Use the plan.  Change the Plan.  Use the plan.

As my business partner and I started up Lamark Solutions and trulyMEid, we planned to have a FIDO-compliant Bluetooth authenticator as one of the primary features.  As we talked to more and more potential customers, we quickly abandoned the prominence of that feature.  We found the early adopters were far more interested in other aspects of the product, and we re-vectored accordingly. 

Some may look at that and say, “Hey, you didn’t follow your plan very well.”  And, they would be right.  We didn’t follow our plan.  However, we did have a plan, and we were following it…until it made sense to change it.  We were attentive to the gauges, the feedback…the Communications and Visibility.  And we adjusted Vector and Direction and Thrust and Momentum accordingly.

Is everyone truly on board with the plan?

Are people paying lip service to the plan?  Are those people still doing things the way we’ve always done them?  I’ve been through turnaround type strategic planning exercises where the organization was failing and fading away into oblivion.  Without a significant change in Vector and Direction accompanied by significant Thrust and Momentum along that new Vector and Direction, failure is exactly what would happen.  And in some of those cases, I’ve seen the folks who still have a job because of the new ideas outlined in a new direction refuse to see any value in following that direction.  They’ll talk about how great things are.  Then they’ll go right on doing the things that torpedoed the organization before.

How fast are we really moving?

Going back to the example of increasing sales by 20%, let’s say the mechanism we were going to employ to achieve the 20% increase in sales was to add 1,000 new customers.  And, let’s say that over the past six months, we’ve added 600 new customers.  Hooray!  We’re on track, even ahead a little bit.

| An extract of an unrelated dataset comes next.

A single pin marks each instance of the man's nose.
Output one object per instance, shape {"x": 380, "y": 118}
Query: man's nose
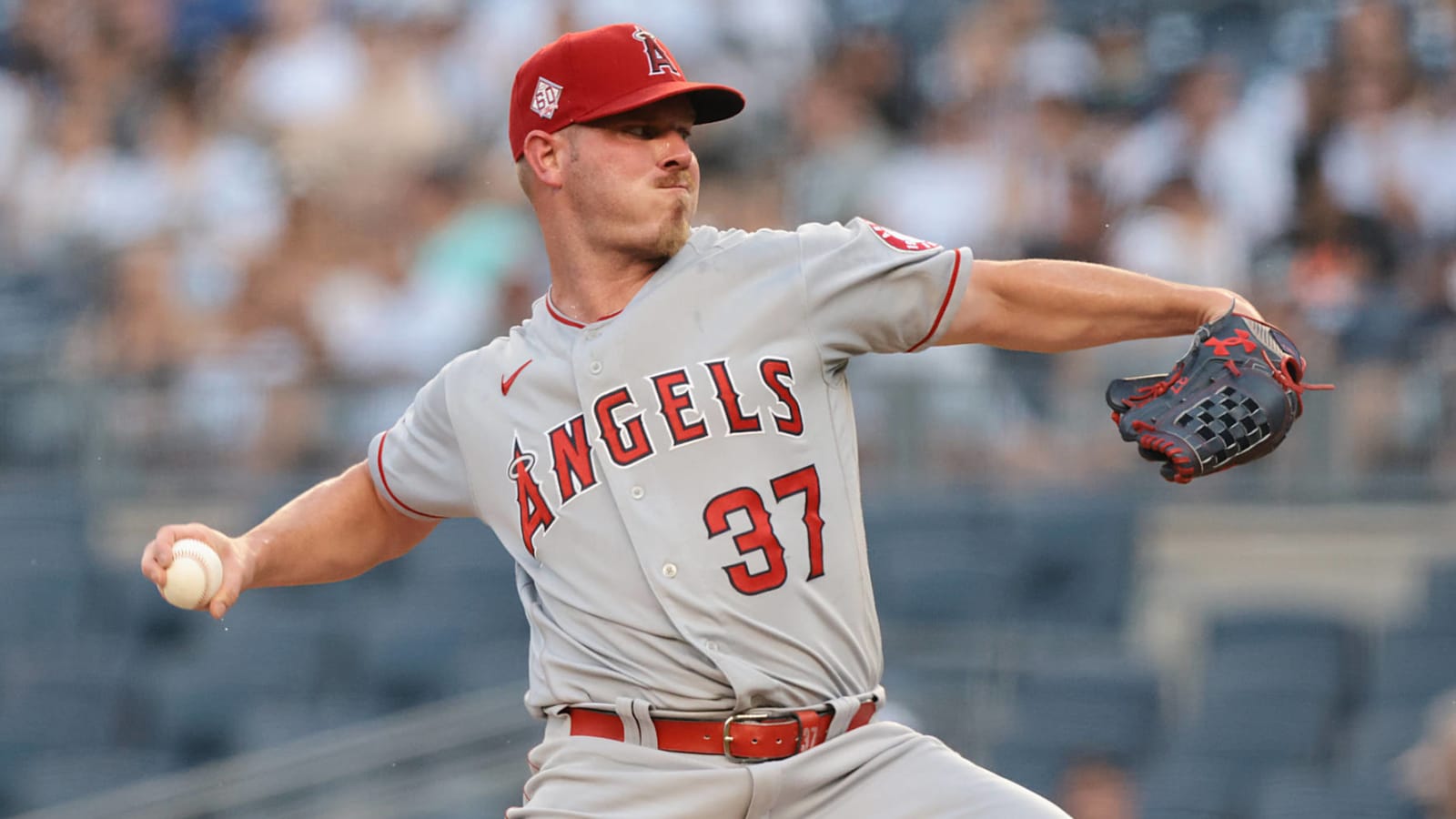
{"x": 676, "y": 152}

Well, hang on a minute.  Tracking the number of new customers is like tracking airspeed.  It’s a good indicator.  However, it doesn’t account for headwinds.  So, what if in that same period, we let go of 300 customers?  (OK, the deadbeats in the company let go of 300 customers, certainly not me or you.)  Suddenly that loss of 300 customers is a headwind that significantly impacts how fast we’re really moving toward that goal of 20% increase in sales.

Track and Play

I recall one eye-opening meeting with some senior executives of a mail-order type organization whose secret desire was to cancel media buys on a specific network.  Others in the organization agreed.  As the guy responsible for the organization’s data, I suspected that was a fatal choice.  But I was one guy in a sea of opposition. 

Because our systems allowed for inaccurate data entry around revenue attribution to specific media outlets, I had been playing around with alternative revenue attribution models.  Those models told me that the only reason we were still afloat was because we were on that network. 

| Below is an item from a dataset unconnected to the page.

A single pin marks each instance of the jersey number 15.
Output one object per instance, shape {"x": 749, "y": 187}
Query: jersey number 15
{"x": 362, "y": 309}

The original gauges built into the system were no longer serving the organization.  And, because the system captured a lot of other data, we were able to correlate things in different ways to create new gauges that were more accurate.  If we had only captured the bare minimum – if we hadn’t taken a “capture everything” approach – and if we hadn’t taken a playful, explorative approach to data, that organization would have relied on bad gauges and evaporated in a matter of months.

What should you be tracking?  Is it an either-or?  Either the increase in sales, or the increase in the number of customers?  Either airspeed or groundspeed?  To use a road trip analogy, is it miles per hour, time elapsed, or time remaining?  From my perspective, it’s not an either-or.  II’s a both-and. 

Track it all.  The tracking becomes data points that are useful for future diagnosis.